The part that many sexualized publications leave out when appealing to sex and young people is the emptiness that you may begin to feel if exposed to it at an early age. For me, the connection of emotion and sex never “clicked” because I never quite understood the importance of emotional intimacy and how to translate that into a mental space. The two are very much important when trying to build and maintain romantic relationships.
If I can go back in time, I would have waited…

The importance of building good credit and saving money

I started working at the age of 15 so this question is perfect! Back then I use to do my family members (sisters, aunts, cousins, etc) hair way before bundles was a thing and I would get anywhere between $30-$60 a head. I would then take that money and get my nails done and partake in ratchet activities with my friends. I did not know a thing about saving money, but I always knew how to make it.
By 17, my dad helped me open my first bank account and since then, he’s been teaching me about money ever since. One of the many things that pushed me into becoming literate in finances was the lack of responsibility that my family had with money. Bills were always getting paid late, necessities were being shut off, and I’ve always known that I did not want to live that struggling lifestyle for my entire life.
During my sophomore year of college, I became obsessed with my credit or lack thereof. Prior to enrolling, I took a course in financial stability and that’s where my knowledge of currency and income flourished.
I now think of credit as an invisible shield. We may not be able to physically see it with our own two eyes or physically touch it, but credit is there and if it is not properly protected or crafted (building a positive score) then when the time comes to use it, you won’t be properly protected (buying a home, care, starting a business, etc.) The same holds true for a savings account.
Many people believe that starting a savings account is pointless if you do not have a surplus of income being generated.
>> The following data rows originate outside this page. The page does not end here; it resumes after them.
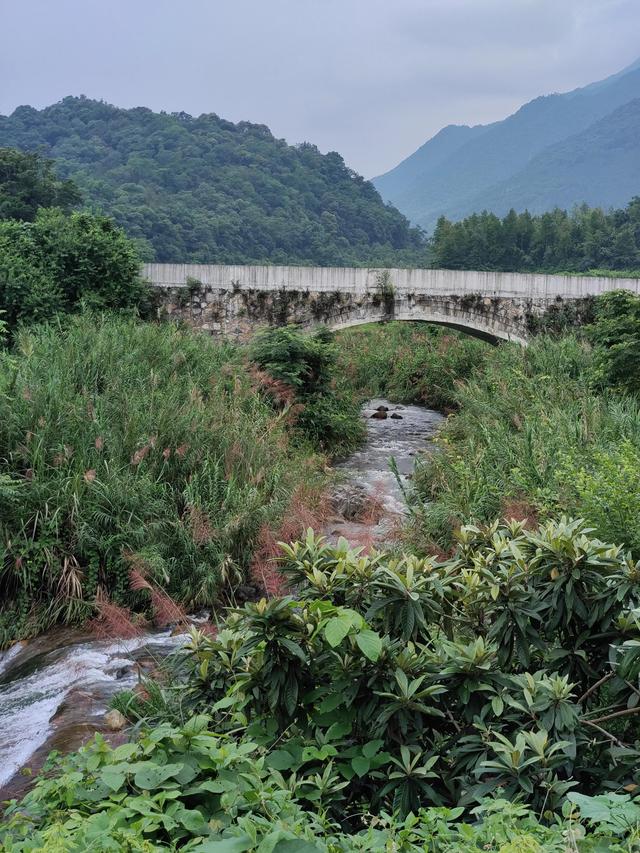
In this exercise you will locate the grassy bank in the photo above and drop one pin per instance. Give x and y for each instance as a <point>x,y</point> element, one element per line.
<point>127,446</point>
<point>407,362</point>
<point>533,432</point>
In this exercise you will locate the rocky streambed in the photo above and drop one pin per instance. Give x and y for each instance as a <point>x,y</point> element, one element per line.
<point>55,690</point>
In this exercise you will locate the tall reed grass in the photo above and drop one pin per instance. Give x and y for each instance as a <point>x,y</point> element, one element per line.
<point>129,444</point>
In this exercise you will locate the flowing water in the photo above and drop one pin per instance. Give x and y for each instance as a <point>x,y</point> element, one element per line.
<point>55,690</point>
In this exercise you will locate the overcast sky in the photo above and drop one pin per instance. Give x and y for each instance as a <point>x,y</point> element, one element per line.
<point>372,79</point>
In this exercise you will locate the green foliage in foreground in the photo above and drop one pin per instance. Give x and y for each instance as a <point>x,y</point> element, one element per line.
<point>616,335</point>
<point>533,435</point>
<point>484,702</point>
<point>57,263</point>
<point>123,445</point>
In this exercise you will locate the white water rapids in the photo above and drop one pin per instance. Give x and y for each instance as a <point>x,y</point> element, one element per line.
<point>55,690</point>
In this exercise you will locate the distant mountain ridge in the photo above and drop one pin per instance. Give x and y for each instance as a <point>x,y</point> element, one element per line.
<point>206,190</point>
<point>463,169</point>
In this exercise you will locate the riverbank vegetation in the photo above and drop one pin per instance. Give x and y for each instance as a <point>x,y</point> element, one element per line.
<point>136,447</point>
<point>483,702</point>
<point>535,432</point>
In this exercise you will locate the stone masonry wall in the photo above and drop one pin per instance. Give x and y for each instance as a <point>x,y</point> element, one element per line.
<point>235,300</point>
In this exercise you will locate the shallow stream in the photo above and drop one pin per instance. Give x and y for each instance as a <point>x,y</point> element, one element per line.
<point>55,690</point>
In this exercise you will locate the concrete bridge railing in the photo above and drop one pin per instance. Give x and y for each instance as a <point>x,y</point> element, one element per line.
<point>236,300</point>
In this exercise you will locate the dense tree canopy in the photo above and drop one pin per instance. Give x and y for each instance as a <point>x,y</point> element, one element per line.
<point>58,262</point>
<point>27,182</point>
<point>585,239</point>
<point>207,190</point>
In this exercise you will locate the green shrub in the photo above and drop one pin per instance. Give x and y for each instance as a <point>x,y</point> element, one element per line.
<point>58,263</point>
<point>527,425</point>
<point>482,702</point>
<point>616,335</point>
<point>407,362</point>
<point>303,367</point>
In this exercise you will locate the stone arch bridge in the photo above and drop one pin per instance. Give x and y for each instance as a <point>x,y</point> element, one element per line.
<point>236,300</point>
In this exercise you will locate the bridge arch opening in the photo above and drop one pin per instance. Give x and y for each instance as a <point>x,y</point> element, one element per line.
<point>472,330</point>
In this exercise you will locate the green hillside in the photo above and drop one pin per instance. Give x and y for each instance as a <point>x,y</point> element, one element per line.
<point>600,166</point>
<point>479,162</point>
<point>207,190</point>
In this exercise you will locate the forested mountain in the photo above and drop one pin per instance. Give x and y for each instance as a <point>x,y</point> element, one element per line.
<point>207,190</point>
<point>498,166</point>
<point>556,241</point>
<point>600,166</point>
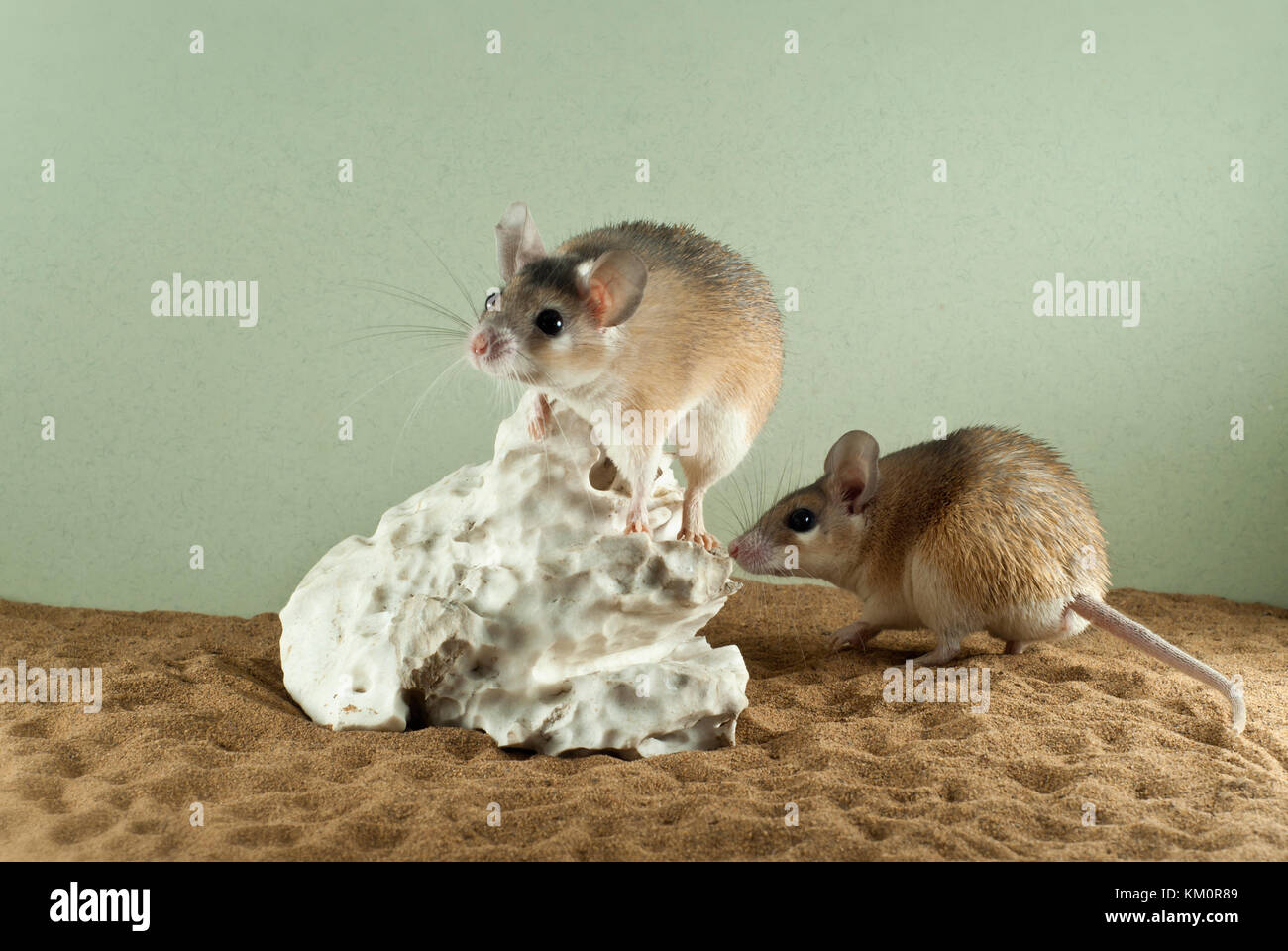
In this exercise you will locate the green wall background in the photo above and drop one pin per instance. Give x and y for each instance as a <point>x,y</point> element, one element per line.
<point>915,296</point>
THIS IS FALSE! If I could go back in time, I would tell my 15-year-old self to start off by saving in small increments ($5-$10/week) and to NEVER touch those savings unless of an emergency.
Getting a new weave does not count as an emergency…
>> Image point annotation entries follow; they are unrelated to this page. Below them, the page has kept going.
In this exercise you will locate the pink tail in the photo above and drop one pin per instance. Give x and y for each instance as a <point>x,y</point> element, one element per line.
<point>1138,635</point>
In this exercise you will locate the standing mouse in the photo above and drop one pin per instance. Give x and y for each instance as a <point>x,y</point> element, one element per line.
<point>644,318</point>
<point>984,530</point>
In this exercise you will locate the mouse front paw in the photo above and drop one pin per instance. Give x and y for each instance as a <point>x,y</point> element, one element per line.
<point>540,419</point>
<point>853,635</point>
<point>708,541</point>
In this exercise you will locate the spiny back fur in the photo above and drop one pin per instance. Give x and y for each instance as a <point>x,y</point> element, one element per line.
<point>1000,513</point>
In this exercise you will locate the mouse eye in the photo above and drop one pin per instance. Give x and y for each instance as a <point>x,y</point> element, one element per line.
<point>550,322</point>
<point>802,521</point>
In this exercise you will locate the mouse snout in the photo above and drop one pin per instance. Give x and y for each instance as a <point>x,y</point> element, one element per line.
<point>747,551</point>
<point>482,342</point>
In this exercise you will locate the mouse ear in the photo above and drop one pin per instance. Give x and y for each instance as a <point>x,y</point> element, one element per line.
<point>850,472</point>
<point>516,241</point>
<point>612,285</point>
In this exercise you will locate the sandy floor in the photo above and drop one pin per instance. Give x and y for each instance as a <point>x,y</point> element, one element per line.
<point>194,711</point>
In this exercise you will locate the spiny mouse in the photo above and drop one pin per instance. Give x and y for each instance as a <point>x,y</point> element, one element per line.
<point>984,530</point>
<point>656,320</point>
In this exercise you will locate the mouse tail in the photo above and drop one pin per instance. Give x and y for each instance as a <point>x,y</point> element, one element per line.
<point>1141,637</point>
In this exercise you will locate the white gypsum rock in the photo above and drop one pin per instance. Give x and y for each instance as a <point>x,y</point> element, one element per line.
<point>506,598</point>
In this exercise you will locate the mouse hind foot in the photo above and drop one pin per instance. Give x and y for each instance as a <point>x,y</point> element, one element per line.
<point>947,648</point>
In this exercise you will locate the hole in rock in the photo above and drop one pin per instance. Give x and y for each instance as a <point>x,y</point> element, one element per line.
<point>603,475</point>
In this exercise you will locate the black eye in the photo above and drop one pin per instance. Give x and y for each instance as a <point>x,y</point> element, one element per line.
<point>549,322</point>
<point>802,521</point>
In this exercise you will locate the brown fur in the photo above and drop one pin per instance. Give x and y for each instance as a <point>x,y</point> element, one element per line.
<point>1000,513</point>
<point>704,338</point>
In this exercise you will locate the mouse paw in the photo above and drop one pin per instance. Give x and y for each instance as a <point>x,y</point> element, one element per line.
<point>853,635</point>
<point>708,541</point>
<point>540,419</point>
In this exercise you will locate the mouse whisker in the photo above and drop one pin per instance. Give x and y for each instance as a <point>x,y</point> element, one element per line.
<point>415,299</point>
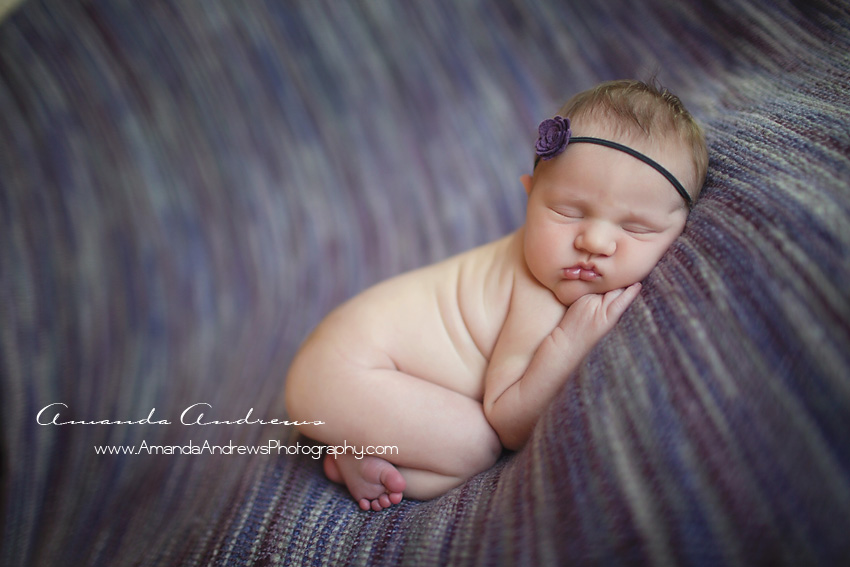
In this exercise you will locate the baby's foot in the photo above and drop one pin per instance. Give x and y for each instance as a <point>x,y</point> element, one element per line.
<point>373,482</point>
Being a leader and not following the herd

Growing up I use to be a tremendous follower! You know the saying “if such and such jumped off a roof would you do it too?” my answer “you damn right!” especially if that person was my older brother Tranere. Even though he was a male, I wanted to be just like him! I’m proud to say that I carry on some of his traits. Anyways, I was down for whatever wave was going on at the moment, but all that changed once Tranere passed away.
I wanted to be free…
The thing about following after other people is that you are always searching for someone else’s approval. Always looking for an answer that you can’t find within yourself because you don’t know who the f*ck you are! My search for finding myself came shortly after his death. I no longer wanted to listen to my parents, I quickly withdrew from my group of friends during that time and I took on life as “experience will be my teacher” mantra, I was 14…
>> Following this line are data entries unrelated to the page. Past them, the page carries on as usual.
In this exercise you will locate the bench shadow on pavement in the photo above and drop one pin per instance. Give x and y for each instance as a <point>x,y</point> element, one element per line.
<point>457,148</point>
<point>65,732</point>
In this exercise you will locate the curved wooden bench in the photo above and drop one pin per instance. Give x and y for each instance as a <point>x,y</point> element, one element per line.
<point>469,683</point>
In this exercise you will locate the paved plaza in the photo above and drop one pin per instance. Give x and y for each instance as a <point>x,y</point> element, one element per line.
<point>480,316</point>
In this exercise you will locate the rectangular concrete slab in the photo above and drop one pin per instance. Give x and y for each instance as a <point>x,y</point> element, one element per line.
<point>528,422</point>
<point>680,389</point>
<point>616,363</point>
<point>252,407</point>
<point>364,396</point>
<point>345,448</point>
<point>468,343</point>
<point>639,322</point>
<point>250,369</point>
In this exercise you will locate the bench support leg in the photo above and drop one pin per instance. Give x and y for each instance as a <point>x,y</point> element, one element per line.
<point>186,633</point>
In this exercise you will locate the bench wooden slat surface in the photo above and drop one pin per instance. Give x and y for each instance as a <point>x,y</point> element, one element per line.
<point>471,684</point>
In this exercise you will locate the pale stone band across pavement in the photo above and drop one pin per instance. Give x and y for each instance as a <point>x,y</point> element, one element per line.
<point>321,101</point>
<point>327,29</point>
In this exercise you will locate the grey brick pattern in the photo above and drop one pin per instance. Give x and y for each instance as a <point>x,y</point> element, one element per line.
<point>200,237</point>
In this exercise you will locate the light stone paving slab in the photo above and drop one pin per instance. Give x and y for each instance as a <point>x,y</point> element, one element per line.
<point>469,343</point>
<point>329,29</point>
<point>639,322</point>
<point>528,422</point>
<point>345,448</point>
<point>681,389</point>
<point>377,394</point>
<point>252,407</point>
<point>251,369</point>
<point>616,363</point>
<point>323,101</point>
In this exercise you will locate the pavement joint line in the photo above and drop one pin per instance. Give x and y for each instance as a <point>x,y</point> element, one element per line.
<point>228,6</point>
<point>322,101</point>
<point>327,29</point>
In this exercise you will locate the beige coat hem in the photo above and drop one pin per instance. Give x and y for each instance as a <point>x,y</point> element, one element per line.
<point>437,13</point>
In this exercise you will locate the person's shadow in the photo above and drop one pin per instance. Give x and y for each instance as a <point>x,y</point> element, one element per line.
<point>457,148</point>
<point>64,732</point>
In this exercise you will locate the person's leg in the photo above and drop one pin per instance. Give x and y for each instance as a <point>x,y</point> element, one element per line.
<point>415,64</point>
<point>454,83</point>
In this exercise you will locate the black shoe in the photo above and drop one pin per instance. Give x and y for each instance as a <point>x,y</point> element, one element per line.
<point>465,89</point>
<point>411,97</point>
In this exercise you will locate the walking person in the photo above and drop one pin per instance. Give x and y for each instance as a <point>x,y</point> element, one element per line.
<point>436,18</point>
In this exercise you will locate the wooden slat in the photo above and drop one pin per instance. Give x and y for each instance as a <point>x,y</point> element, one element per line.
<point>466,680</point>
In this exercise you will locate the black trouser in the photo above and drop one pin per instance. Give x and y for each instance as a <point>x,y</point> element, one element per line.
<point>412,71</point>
Ten years later and being the first person in my family to graduate college I am here to say that being a leader is lonely af! Having confidence at such a young age was lonely af! My thought process back then is what led me into doing all of the things that I am doing now, what I will continue to do for years to come.
It’s funny because I always described my upbringing as coming from a herd or litter of family so I think it’s ironic that you used this word when asking the question.
One thing I’ve learned about being a leader is that you lose your identity when you are confined in a herd or large group of people. For the longest time, all I knew was what my parent’s wanted me to know. It wasn’t until that pivotal moment of losing my unwaveringly brave, confident, stubborn, brother that I wanted to live my life for myself and pave my own way.